Die Café-Eröffnung könnte Signalwirkung haben. Denn neben Oregon erlauben 14 der 50 Bundesstaaten den Anbau, Verkauf und Konsum von medizinischem Marihuana - darunter Kalifornien, Colorado, Maine und Nevada. Wer an Krebs oder starken Schmerzen, an Angstzuständen oder Ess- und Schlafstörungen leidet, und einen Arzt findet, der ein Rezept ausstellt, kann sich in diesen Bundesstaaten „med pot“ legal besorgen.

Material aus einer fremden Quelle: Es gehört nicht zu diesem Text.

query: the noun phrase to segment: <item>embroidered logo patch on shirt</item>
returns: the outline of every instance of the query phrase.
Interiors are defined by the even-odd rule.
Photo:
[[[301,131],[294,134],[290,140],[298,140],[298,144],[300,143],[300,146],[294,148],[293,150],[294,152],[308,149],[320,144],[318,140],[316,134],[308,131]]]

All dies lässt Gegner schon die Legalisierung der Droge fürchten. Der konservative Kolumnist George F. Will verglich die Lockerung mit früheren Gesetzesänderungen bei Alkohol, dem Glücksspiel und der Prostitution. Das Geschäft blüht. Vor allem in Kalifornien wetteifern rund um San Francisco und Oakland Dutzend Verkaufsstellen um Kunden. Im San Fernando Valley nahe Los Angeles reihen sich auf dem „Ventura Boulevard“ fast Hundert „Pot-Clubs“ aneinander. Die Konkurrenz ist so groß, dass die Preise schon fallen.

Um die Branche hat sich zudem eine regelrechte Nischenindustrie entwickelt. Zum Beispiel die Oaksterdam University in Oakland, die in ihrem Namen das Kifferparadies Amsterdam ehrt. Die ungewöhnliche Lehranstalt bietet Kurse wie „Cannabusiness 102“ an. Jung-Entrepreneure lernen hier, wie sie erfolgreich einen „pot club“ managen. Geschäfte verkaufen Pflanzern High-Tech-Zubehör. Einschlägige Fachmagazine gibt es ebenso wie Anwälte, die sich auf juristischen Rat für die im wahrsten Sinne blühende Branche spezialisieren. Ein Zulieferdienst fährt Marihuana wie Pizza aus.